Fx can be used as a hedge because when the [U.S. Federal Reserve] tightens, curves in EM or NZ steepen and USD rises, Sebastien Galy, currency strategist at Société Générale in New York, told DW. If you have flatteners but cant sell because the position is illiquid then you gain from the short NZD/USD.
Galy noted that large bearish short NZD positions drive up the demand for front-end borrowing in the New Zealand curve. Most flatteners are on the 2s5s and 2s10s, according to market participants. This fx positioning may well be a hedge taken by fixed income investors in the NZ curve, as it would have been extremely difficult for them to reduce their carry [flatteners], Galy added.
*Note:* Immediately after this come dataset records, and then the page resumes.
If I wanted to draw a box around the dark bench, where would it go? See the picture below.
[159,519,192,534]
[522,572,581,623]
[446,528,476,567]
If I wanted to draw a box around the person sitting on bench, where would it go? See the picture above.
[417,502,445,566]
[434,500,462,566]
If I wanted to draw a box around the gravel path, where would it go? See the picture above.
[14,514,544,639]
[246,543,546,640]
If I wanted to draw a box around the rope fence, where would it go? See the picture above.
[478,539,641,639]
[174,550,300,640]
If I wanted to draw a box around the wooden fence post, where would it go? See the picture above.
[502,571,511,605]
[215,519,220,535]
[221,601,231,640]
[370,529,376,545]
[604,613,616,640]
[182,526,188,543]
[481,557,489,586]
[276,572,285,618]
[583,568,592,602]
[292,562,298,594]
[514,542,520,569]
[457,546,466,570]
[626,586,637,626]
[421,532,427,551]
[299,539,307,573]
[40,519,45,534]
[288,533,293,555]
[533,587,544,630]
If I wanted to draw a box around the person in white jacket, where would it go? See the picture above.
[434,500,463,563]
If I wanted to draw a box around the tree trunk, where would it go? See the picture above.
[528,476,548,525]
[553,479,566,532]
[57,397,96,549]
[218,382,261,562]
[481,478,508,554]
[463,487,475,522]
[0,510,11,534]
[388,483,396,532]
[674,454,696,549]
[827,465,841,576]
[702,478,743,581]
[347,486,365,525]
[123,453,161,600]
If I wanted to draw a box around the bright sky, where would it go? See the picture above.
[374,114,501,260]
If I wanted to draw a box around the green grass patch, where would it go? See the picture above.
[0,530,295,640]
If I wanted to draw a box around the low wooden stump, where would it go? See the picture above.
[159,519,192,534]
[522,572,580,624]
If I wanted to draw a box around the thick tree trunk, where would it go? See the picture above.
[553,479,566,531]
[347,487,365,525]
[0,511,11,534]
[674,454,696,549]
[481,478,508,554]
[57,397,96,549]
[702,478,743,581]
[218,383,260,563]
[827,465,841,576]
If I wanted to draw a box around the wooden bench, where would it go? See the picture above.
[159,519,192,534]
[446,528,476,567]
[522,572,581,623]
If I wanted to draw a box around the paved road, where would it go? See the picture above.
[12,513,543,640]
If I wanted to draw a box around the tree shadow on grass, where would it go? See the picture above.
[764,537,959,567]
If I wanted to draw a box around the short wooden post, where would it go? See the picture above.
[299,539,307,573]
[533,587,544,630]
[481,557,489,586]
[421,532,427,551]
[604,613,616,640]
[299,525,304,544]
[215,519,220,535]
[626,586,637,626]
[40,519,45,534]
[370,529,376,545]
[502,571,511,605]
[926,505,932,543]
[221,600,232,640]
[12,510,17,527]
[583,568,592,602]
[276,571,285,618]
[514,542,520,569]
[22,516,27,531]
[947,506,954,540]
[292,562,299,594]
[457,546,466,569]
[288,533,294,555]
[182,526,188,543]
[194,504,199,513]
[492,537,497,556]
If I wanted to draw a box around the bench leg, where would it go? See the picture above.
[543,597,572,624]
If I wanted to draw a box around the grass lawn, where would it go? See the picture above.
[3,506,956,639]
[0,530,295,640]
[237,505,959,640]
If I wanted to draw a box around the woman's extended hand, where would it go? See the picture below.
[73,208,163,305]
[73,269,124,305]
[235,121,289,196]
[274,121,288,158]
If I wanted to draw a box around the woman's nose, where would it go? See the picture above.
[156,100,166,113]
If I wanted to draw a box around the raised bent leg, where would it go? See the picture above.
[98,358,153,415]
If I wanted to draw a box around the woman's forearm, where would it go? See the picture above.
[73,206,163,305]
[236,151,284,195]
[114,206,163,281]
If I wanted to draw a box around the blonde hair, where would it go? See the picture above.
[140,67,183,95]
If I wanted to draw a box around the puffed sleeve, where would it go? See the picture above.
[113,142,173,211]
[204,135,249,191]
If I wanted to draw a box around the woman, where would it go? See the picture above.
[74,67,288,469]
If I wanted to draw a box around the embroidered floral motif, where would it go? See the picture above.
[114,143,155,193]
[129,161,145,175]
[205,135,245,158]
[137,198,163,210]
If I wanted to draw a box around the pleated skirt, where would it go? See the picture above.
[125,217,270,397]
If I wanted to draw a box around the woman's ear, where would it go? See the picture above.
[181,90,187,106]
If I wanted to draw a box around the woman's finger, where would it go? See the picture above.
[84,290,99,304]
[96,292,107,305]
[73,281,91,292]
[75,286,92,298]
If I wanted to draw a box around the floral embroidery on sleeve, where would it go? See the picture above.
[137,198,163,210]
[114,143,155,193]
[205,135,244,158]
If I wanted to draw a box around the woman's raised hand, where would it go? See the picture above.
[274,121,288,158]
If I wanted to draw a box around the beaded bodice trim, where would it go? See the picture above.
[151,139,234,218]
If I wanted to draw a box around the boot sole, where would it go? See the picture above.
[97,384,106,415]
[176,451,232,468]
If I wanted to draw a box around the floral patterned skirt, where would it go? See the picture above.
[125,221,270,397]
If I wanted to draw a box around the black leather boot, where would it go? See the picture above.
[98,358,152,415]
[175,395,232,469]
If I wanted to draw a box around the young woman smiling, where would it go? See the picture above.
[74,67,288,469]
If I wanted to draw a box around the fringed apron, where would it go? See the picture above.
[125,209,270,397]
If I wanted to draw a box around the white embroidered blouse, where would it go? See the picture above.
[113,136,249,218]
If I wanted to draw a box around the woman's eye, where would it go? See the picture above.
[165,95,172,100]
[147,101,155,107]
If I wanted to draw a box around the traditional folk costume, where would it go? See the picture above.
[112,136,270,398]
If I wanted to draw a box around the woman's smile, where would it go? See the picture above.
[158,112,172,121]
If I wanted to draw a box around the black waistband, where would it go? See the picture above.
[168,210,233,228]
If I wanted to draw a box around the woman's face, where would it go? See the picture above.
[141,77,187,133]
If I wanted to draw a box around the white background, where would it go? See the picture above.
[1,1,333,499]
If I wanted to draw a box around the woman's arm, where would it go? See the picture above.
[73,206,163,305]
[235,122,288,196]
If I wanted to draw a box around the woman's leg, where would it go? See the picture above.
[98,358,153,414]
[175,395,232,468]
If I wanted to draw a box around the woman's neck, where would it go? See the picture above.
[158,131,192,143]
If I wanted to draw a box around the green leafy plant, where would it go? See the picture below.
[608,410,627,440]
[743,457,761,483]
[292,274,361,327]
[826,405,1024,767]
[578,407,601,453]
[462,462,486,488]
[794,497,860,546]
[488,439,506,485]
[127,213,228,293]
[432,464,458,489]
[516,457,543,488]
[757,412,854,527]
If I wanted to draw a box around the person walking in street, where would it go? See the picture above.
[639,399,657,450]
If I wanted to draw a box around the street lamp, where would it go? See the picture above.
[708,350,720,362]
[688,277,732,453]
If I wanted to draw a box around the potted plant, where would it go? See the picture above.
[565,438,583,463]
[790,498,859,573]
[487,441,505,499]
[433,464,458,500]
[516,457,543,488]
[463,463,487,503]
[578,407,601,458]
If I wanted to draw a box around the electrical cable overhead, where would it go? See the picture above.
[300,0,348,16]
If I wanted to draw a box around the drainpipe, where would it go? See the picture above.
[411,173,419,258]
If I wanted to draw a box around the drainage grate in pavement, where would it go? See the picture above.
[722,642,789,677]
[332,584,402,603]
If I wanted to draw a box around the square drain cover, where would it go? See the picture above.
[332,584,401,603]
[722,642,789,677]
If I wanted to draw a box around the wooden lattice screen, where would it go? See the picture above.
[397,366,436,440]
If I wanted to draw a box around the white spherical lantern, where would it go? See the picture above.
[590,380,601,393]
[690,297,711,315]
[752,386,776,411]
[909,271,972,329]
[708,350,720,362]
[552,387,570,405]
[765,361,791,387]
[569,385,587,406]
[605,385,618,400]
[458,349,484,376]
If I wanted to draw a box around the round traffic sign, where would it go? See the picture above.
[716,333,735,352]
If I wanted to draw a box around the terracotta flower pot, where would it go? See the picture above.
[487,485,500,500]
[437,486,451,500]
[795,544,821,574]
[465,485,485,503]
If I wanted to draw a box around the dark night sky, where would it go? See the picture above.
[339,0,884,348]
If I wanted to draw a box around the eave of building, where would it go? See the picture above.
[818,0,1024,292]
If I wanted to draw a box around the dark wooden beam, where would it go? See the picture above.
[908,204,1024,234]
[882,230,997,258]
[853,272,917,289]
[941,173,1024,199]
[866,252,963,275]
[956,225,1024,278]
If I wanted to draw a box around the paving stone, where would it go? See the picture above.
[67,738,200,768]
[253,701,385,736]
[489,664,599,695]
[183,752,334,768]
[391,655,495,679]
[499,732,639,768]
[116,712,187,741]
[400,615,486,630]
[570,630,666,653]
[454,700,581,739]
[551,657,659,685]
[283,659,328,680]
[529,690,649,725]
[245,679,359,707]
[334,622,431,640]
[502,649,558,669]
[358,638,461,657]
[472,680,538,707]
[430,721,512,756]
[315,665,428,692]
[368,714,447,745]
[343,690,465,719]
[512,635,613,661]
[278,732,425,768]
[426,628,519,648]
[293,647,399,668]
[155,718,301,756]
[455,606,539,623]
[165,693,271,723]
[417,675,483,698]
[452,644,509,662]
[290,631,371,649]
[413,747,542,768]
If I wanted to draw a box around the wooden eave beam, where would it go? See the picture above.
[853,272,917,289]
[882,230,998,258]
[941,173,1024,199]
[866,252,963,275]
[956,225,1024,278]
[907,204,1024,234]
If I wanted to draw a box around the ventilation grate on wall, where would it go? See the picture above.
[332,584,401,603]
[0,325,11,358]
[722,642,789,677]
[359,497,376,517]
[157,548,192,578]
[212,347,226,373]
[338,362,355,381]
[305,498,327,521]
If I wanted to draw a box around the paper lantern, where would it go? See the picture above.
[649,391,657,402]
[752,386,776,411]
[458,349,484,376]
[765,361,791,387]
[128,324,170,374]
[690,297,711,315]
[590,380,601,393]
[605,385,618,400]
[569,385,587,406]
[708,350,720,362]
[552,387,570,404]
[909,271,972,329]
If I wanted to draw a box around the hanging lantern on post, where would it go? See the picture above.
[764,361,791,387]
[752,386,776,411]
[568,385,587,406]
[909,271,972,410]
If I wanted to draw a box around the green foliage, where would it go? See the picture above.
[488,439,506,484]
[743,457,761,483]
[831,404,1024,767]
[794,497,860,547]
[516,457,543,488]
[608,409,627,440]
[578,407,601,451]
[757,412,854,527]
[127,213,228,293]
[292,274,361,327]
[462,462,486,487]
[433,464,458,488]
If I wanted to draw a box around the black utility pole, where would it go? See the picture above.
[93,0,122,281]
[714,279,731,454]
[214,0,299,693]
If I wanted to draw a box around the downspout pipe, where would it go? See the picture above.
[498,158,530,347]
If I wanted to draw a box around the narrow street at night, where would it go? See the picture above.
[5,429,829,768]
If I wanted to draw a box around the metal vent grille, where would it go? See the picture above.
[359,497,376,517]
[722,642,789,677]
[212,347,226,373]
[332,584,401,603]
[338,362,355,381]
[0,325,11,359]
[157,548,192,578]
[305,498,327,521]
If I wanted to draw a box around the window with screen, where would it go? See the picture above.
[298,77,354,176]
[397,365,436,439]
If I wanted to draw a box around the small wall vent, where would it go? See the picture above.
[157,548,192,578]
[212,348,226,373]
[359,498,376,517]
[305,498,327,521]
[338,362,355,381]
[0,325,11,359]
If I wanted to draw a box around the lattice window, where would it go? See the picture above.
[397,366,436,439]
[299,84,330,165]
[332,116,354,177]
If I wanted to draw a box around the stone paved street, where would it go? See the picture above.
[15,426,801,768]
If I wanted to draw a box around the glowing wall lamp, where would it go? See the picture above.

One senior fx and rates strategist in New York noted that since the tapering story started currencies sold off and curves steepened strongly. However, two weeks ago curves began to flatten with most currencies rallying. Rather than unwinding the flattener or protection in rates people rather short the currency in case tapering talks materialize as the market in fx tends to be more liquid, said the strategist.
It is worth noting that investors have been net short NZD for the last three weeks--currently -8% as percentage of open interest. The last time investors were net short was in June 2012, wrote strategists at Deutsche Bank, in a client note.
NZD/USD spot was USD0.7904 Wednesday afternoon in New York.